The Morton Act will require prosecutors to play more fairly in criminal trials. And a related measure, Senate Bill 825, also passed by the Texas House this week, addresses what will happen when they don’t. This measure will give aggrieved criminal defendants more time to challenge prosecutorial errors once they are discovered. And, critically, it will publicly reprimand prosecutors who cheat. I’d like to see harsher sanctions in these cases — more teeth to the measure — but if the new law is faithfully observed by state court judges no longer will the legal community in a particular jurisdiction be able to close ranks around district attorneys who violate the law.
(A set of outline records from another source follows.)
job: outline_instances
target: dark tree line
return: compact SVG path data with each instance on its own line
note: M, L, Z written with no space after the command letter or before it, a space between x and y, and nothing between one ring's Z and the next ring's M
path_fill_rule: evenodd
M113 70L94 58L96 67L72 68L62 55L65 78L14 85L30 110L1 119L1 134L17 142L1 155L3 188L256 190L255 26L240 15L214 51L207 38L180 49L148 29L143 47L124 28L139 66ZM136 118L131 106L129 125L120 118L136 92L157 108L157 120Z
Texas is not the first state to move in this direction in the wake of a relentless stream of wrongful convictions. Lawmakers in Colorado, New Jersey, Florida, North Carolina, and other venues have done so as well. The American Bar Association long ago recommended such “open file” discovery, in fact, but there is still a great deal of opposition to it in some quarters. My sense is these recalcitrant jurisdictions, when they see how much more efficient and just Texas’s system becomes as a result of these new laws, will eventually come around. What’s just happened in Austin, you could say, is the criminal justice equivalent of Nixon going to China.

In part the need for state action is dire because of the wishy-washy way the Supreme Court has applied Brady. The justices have sent mixed signals since 1963 about how serious they take even the most egregious examples of prosecutorial misconduct. They have endorsed a standard that makes it harder for defendants who are aggrieved by even blatant Brady violations to get any meaningful remedies. But the justices always have been clear about one thing — they’d prefer the states police themselves when it comes to prosecutorial misconduct. That was true when Brady was decided by the Warren Court and it is true today during the Roberts Court.

It’s about justice, surely, but as with most other things in politics it is about money, too. Texas spends a small fortune on these wrongful conviction cases, not just by having to defend them ceaselessly in court but by the payouts many of the exonerees receive ($61 million to 89 exonerees by this count) for the decades they spent in prison as a result of unfair trials. The Texas legislature, in other words, hasn’t suddenly become an arm of the American Civil Liberties Union. It never will. But at least it has clearly recognized the legal and moral and financial costs of prosecutorial misconduct is simply too much to bear.  

Hopefully Texas won’t be the last state to see the light and reform its disclosure rules in criminal cases. The vast majority of prosecutorial misconduct — the hidden evidence cases like the ones identified above — occurs in state courts around the nation, in cases guided by state law and then evaluated by state or local rules of professional responsibility. The less discretion prosecutors have to cheat, the more incentive they have to be fair, the less injustice we’ll see. No wonder Michael Morton was cheering from the gallery earlier this week when the bill that bears his name moved closer to becoming law.